Imagen activaJota Siroco.-Fijaos si venía de lejos que ni siquiera recordaba el nombre de su país. Jamás nadie pudo descubrir a través de qué extraños caminos llegó a aquel lugar y sólo su corazón sabía que  llevaba diez largos años aguardando el momento de volver a encontrarla, porque a ella nunca la había echado en el olvido.Aquella noche, como tantas otras, hacía guardia en la llamada Torre del Homenaje. El Castillo de Santiago parecía dormir; veinte antorchas de brea ponían en fuga a las sombras,  a las ratas y a los malos deseos, mientras mil perros famélicos velaban sus sueños de hueso y pan. 
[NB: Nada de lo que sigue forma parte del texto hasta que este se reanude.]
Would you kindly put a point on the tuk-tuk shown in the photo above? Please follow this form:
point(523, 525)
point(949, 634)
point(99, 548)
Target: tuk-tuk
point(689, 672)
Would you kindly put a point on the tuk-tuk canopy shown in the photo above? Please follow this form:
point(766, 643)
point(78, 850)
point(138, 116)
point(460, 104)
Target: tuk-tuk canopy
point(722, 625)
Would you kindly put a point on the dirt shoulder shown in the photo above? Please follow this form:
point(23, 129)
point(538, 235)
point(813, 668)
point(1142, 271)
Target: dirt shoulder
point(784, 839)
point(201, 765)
Distraido pensaba una vez más en las inquietantes leyendas de Evora, en los espíritus que al atardecer aullaban en las oscuras cuevas de su seco acantilado, en los murciélagos que llevaban grabados en sus capas el nombre de todos los ahogados y el horror de todos los suicidas...cuando de pronto entre el dorondón de la marisma vio aparecer la luna llena más hermosa que  nadie jamás  hubiera imaginado.  
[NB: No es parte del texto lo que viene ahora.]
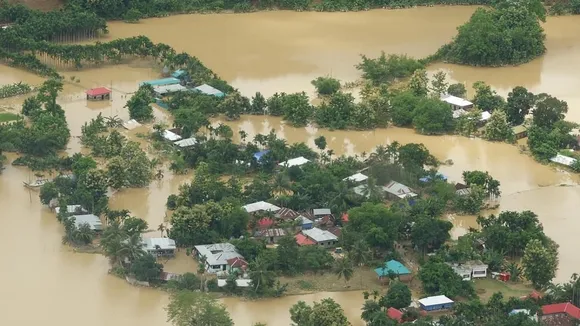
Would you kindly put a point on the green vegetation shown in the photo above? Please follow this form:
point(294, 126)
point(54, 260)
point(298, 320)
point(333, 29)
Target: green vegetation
point(14, 89)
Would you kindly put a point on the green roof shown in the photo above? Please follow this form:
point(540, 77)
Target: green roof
point(394, 267)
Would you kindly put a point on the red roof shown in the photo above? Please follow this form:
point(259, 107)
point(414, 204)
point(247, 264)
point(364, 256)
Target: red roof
point(561, 308)
point(303, 240)
point(395, 314)
point(98, 91)
point(265, 223)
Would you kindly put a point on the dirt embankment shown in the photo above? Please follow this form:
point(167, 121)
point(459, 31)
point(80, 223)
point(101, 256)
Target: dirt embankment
point(44, 5)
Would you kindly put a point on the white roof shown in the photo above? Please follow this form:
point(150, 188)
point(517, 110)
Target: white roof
point(170, 135)
point(218, 253)
point(131, 124)
point(457, 101)
point(165, 89)
point(295, 162)
point(485, 116)
point(319, 235)
point(435, 300)
point(150, 244)
point(243, 283)
point(92, 220)
point(261, 206)
point(71, 209)
point(187, 142)
point(564, 160)
point(356, 177)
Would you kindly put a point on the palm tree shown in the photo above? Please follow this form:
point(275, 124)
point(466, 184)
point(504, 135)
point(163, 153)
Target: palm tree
point(161, 228)
point(343, 269)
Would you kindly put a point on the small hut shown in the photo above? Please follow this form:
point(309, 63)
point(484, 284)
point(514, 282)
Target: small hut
point(98, 94)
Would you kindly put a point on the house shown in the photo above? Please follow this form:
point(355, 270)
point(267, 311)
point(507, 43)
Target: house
point(72, 209)
point(321, 237)
point(160, 246)
point(358, 177)
point(170, 135)
point(209, 90)
point(298, 161)
point(564, 160)
point(470, 269)
point(98, 94)
point(286, 214)
point(260, 206)
point(93, 221)
point(394, 267)
point(560, 314)
point(457, 103)
point(270, 235)
point(395, 314)
point(520, 132)
point(303, 240)
point(527, 312)
point(305, 223)
point(258, 155)
point(217, 256)
point(436, 303)
point(185, 143)
point(397, 190)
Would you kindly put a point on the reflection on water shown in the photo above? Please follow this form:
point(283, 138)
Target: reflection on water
point(270, 52)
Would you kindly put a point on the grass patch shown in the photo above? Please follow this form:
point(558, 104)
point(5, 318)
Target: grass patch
point(7, 116)
point(485, 288)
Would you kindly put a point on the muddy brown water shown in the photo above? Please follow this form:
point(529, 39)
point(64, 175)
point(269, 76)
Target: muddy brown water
point(270, 52)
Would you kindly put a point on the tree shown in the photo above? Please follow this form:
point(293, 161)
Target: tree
point(418, 82)
point(188, 308)
point(439, 84)
point(519, 104)
point(343, 269)
point(548, 110)
point(498, 128)
point(325, 312)
point(433, 116)
point(540, 262)
point(398, 296)
point(326, 85)
point(488, 38)
point(457, 90)
point(485, 98)
point(146, 269)
point(139, 104)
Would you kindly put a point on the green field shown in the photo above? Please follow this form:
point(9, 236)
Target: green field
point(6, 116)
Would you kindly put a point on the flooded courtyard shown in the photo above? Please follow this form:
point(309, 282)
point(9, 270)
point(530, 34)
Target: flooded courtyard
point(272, 52)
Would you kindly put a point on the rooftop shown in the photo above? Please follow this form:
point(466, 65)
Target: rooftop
point(399, 190)
point(435, 300)
point(260, 206)
point(295, 162)
point(98, 91)
point(561, 308)
point(394, 267)
point(457, 101)
point(152, 244)
point(218, 253)
point(358, 177)
point(319, 235)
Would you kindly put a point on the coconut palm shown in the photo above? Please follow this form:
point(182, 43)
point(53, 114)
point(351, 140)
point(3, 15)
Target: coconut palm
point(343, 269)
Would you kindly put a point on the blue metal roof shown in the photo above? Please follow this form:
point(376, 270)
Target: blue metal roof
point(258, 155)
point(159, 82)
point(393, 266)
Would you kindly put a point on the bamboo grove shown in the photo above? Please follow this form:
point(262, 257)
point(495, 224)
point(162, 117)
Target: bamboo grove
point(41, 42)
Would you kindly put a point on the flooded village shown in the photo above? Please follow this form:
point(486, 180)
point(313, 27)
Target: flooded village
point(270, 52)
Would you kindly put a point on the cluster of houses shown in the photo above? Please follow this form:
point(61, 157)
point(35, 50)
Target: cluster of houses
point(462, 106)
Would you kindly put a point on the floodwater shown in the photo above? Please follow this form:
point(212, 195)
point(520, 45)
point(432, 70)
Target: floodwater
point(271, 52)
Quizá fuera por el frescor de la noche, quién sabe si por un inconfesable pudor, el caso es que parecía avanzar hacia la garita cubriendo su rostro de harina y sal con una especie de velo transparente.   Había participado en cientos de batallas sin dejar escapar jamás un lamento, había soportado las más duras heridas y las más crueles torturas sin lanzar al aire el mínimo gemido, había soportado el hambre y la sed sin levantar su voz hacia los cielos, pero cuando la luna se acercó a su puesto de guardia y el descubrió bajo aquel manto de aire y luz el rostro de su amada, el llanto convirtió sus mejillas en un afluente más del Río Grande.  
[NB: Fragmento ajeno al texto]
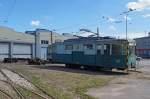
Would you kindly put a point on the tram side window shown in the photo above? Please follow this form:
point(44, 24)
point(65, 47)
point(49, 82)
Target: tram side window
point(88, 46)
point(116, 49)
point(68, 47)
point(99, 48)
point(107, 49)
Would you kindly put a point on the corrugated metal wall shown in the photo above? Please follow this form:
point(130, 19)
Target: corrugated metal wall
point(16, 50)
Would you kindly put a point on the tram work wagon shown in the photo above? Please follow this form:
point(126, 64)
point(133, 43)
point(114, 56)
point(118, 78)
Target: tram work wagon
point(101, 52)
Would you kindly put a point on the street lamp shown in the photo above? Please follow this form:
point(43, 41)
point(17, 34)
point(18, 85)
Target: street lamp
point(126, 18)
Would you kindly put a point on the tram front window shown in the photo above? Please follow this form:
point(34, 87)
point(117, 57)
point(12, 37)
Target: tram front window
point(116, 49)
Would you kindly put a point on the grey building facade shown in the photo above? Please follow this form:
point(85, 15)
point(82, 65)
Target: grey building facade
point(143, 47)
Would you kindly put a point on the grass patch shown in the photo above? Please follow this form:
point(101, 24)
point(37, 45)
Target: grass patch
point(63, 85)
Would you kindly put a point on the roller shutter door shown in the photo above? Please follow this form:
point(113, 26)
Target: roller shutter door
point(22, 51)
point(4, 50)
point(44, 53)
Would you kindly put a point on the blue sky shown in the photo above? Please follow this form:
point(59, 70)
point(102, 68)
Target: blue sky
point(71, 15)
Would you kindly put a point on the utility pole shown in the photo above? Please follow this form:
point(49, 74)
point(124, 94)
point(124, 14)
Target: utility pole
point(126, 26)
point(51, 37)
point(98, 35)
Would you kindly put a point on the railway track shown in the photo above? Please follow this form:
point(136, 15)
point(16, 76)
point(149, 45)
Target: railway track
point(42, 95)
point(6, 94)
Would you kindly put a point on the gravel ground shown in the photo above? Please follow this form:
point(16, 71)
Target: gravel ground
point(133, 86)
point(8, 89)
point(2, 77)
point(18, 80)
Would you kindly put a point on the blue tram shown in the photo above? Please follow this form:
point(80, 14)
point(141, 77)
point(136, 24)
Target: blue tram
point(104, 52)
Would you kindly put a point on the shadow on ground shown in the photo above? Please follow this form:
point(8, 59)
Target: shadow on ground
point(90, 71)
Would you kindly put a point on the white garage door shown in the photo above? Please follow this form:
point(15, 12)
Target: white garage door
point(22, 51)
point(44, 53)
point(4, 50)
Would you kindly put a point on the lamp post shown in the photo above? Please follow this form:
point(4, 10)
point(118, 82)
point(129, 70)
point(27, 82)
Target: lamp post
point(126, 18)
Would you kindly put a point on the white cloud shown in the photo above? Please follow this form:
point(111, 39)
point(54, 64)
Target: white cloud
point(35, 23)
point(140, 4)
point(110, 19)
point(128, 18)
point(1, 4)
point(146, 15)
point(132, 35)
point(113, 28)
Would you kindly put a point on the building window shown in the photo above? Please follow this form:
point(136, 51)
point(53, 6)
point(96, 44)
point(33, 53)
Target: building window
point(116, 49)
point(44, 42)
point(107, 49)
point(68, 47)
point(88, 46)
point(99, 48)
point(76, 47)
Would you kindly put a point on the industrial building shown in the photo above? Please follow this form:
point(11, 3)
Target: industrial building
point(14, 44)
point(30, 44)
point(143, 47)
point(44, 38)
Parecía que pudiera tocarlo con sus dedos, pero aquel rostro inolvidable le miraba desde tan lejos que ni siquiera la elevada altura de la torre en la que se encontraba hubiera podido acercarlo a su sonrisa, auparlo hasta sus labios.   Sacó de su faldriquera el pañuelo que antes de la partida ella  bordara con las iniciales de su nombre y como si de un beso se tratara lo ondeó en el viento.    Nadie lo hubiera creído, pero al gesto de su enamorado respondió la luna con una emocionada y pícara   sonrisa, para después colgar en las perchas del aire el velo con el que cubría su  desnudez. Conforme los celos del sol hacían huir a la noche por las fantasmales sombras del Espíritu Santo, el guardián vio como, flotando en el cielo, venía hacia él una cálida niebla de seda, una mariposa  de luz, que ya para siempre  acompañaría sus sueños y su soledad.   Ya al alba... la luna, roja de amor y despedidas, bañó su apasionada redondez en las frescas aguas del Atlántico.